I think this looks really good.
On Apr 4, 2011, at 6:34 PM, Dhruv Kumar wrote:
> Here's a first draft of my proposal. It would be great if I can get any
> feedback before I submit it to GSOC and update Mahout627.
>
> Thank you.
>
> Dhruv
>
>  Proposal Begin 
>
> Proposal Title: Implementation of the BaumWelch Algorithm for parallel
> Hidden Markov Model training on MapReduce.
>
> Student Name: Dhruv Kumar
>
> Student Email: dkumar@ecs.umass.edu
>
> Organization/Project: Apache Mahout
>
> Assigned Mentor:
>
> Proposal Abstract:
>
> The BaumWelch algorithm is commonly used for training a Hidden Markov
> Model as it is numerically stable and provides a guaranteed discovery of
> the Maximum Likelihood Estimator in the presence of incomplete data.

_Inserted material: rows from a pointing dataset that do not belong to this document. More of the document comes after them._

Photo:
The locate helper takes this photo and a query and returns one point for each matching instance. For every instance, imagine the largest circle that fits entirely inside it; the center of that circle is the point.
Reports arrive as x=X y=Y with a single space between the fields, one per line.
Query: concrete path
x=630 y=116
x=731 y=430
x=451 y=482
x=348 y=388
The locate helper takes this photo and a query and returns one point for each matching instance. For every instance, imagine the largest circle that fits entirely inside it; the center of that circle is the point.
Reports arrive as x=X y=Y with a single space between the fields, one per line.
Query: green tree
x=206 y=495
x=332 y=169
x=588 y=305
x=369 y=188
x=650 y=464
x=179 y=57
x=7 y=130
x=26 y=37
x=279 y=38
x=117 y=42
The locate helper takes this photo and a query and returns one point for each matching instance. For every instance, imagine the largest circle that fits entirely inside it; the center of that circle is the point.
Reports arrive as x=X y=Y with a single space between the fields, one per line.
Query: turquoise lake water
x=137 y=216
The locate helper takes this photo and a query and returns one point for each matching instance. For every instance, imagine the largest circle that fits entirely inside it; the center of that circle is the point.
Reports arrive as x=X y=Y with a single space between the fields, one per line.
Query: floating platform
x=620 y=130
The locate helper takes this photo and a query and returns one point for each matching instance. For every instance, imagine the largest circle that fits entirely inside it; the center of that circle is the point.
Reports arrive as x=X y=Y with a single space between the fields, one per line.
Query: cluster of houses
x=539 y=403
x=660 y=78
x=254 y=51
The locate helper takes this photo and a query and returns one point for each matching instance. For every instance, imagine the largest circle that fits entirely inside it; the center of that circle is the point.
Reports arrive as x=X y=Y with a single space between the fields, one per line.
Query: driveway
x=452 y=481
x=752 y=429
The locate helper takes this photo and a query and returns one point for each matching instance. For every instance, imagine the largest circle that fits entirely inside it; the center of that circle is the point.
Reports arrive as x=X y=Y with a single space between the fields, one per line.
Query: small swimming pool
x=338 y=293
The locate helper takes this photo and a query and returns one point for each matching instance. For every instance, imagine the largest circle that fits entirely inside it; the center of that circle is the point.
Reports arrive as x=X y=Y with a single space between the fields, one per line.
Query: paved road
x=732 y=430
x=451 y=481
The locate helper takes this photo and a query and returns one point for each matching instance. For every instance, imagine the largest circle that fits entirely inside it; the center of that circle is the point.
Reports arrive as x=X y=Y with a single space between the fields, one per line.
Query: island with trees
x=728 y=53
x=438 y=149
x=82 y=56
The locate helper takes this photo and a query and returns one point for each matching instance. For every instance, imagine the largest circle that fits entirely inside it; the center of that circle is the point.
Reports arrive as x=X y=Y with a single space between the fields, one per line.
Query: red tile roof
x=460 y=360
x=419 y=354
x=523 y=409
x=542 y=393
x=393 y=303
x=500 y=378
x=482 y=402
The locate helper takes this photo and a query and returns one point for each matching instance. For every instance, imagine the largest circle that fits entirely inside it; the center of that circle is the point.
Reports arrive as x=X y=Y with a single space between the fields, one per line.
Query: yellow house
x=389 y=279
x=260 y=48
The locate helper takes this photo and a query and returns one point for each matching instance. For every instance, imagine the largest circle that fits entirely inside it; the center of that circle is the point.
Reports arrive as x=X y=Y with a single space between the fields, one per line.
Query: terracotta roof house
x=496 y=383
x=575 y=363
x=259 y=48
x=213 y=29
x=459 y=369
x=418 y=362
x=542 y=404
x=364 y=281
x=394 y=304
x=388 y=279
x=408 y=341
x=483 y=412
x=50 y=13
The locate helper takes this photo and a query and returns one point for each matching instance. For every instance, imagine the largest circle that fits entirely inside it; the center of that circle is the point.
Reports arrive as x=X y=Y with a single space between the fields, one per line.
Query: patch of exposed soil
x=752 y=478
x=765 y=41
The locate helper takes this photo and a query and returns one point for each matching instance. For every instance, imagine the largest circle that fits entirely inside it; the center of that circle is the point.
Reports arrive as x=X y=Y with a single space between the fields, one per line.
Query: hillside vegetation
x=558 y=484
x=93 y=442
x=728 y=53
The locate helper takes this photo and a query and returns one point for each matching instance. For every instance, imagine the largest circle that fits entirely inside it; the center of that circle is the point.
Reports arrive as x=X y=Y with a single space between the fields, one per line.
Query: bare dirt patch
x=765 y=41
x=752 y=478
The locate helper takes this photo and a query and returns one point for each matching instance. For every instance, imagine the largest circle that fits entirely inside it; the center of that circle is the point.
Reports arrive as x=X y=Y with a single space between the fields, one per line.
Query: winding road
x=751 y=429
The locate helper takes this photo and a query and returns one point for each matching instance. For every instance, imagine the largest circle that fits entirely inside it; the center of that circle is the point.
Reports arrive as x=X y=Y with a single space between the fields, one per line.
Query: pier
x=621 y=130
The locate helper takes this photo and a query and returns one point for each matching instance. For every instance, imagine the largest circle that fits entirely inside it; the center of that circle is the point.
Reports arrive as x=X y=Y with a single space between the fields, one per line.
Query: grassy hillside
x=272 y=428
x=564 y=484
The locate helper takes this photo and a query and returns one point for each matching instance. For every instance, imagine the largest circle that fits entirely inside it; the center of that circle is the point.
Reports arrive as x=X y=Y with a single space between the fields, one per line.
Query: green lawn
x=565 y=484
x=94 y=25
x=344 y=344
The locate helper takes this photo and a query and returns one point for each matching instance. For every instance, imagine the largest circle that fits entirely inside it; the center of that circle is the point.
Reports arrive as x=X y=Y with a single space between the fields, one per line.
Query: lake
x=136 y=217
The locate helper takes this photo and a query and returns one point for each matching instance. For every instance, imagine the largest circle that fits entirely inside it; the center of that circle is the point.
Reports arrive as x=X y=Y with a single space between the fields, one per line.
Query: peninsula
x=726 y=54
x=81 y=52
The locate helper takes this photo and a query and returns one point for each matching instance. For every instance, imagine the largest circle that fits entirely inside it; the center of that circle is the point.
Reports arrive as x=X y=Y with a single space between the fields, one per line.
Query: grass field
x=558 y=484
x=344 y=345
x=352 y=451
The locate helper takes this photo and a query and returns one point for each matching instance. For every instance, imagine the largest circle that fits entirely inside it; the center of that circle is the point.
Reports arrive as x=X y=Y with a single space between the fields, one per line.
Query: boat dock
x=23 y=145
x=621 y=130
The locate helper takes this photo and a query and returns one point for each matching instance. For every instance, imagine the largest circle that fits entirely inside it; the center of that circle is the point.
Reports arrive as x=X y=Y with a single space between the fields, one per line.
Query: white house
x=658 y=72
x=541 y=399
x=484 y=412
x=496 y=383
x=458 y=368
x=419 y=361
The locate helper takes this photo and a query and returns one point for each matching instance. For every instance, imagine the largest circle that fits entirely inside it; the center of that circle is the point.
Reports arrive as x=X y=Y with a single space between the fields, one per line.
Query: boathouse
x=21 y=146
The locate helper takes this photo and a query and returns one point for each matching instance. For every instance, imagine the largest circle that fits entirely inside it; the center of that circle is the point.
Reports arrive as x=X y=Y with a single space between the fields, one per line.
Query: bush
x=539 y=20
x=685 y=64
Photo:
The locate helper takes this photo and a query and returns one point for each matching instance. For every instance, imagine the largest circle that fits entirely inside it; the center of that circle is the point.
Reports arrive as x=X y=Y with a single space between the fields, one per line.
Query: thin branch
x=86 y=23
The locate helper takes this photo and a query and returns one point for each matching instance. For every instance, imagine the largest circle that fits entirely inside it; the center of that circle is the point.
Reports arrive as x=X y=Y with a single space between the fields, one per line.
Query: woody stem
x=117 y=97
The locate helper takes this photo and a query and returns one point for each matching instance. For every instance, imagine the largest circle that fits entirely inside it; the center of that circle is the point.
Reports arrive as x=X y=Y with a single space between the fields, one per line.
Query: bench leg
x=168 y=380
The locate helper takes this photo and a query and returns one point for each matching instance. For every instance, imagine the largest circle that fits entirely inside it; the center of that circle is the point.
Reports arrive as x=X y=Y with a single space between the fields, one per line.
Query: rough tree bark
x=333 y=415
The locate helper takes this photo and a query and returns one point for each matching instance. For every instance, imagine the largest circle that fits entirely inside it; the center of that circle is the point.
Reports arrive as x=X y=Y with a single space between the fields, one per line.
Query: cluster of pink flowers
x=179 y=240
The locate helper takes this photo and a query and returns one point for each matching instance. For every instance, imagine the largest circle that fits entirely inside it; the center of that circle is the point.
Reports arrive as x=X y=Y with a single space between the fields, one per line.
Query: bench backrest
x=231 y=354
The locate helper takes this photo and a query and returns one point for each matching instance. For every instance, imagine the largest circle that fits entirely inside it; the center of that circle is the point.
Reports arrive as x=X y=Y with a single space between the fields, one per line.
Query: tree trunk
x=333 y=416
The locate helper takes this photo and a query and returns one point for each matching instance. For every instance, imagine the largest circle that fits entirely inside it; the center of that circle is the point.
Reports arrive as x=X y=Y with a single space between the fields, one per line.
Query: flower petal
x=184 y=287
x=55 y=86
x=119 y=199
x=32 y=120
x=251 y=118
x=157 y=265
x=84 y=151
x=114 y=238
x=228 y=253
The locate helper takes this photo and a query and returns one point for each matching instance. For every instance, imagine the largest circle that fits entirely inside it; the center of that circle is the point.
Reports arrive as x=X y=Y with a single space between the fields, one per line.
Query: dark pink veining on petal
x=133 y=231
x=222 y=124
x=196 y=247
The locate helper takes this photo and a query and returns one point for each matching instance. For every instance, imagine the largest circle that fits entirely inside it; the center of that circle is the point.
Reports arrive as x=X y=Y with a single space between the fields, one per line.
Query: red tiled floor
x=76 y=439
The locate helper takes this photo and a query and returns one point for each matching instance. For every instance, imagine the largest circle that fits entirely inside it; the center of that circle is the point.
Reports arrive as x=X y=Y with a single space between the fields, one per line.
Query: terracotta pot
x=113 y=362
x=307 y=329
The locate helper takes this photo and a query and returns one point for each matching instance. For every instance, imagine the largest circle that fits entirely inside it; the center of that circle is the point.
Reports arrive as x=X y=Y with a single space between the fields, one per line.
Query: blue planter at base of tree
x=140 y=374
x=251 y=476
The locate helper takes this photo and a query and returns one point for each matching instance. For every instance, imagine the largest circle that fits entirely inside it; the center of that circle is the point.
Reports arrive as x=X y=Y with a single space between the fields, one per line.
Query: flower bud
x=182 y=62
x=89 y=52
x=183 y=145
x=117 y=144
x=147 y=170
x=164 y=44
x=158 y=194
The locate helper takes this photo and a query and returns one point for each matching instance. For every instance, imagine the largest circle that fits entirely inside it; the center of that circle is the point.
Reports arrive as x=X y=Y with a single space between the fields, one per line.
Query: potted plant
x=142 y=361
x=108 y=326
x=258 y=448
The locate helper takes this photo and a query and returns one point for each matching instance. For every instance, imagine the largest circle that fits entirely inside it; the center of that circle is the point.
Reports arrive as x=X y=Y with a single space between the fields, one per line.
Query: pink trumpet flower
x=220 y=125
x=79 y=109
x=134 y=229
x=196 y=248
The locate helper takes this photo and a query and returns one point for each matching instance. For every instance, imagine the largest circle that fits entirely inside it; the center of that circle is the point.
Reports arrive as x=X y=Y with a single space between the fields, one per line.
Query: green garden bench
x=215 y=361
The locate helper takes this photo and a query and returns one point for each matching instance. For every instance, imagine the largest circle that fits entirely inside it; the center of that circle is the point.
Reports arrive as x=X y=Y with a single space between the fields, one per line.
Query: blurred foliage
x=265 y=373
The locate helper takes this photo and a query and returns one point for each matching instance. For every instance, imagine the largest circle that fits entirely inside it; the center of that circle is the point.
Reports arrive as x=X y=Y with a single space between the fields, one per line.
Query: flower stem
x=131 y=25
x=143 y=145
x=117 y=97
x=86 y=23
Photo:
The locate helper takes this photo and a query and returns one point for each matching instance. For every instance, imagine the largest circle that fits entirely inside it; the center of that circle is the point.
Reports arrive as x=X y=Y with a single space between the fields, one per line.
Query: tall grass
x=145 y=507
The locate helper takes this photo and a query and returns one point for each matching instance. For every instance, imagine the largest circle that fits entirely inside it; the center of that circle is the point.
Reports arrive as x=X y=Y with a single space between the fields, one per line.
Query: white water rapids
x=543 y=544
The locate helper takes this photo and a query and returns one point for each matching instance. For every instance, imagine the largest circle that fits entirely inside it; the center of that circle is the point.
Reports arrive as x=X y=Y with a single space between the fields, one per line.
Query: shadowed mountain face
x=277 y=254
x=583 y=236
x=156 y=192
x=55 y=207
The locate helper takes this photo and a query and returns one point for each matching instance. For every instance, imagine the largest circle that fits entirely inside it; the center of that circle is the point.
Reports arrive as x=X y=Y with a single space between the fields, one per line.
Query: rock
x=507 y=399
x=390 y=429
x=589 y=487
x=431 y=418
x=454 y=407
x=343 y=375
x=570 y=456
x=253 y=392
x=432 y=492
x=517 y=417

> Currently, Apache Mahout has a sequential implementation of the
> BaumWelch which cannot be scaled to train over large datasets. This
> project proposes to extend the sequential implementation of the
> BaumWelch to a parallel, distributed version using the Map Reduce
> programming framework to allow scalable Hidden Markov Model training.
>
> Detailed Description:
>
> Hidden Markov Models (HMM) are widely used as a probabilistic inference
> tool for applications generating temporal or spatial sequential data.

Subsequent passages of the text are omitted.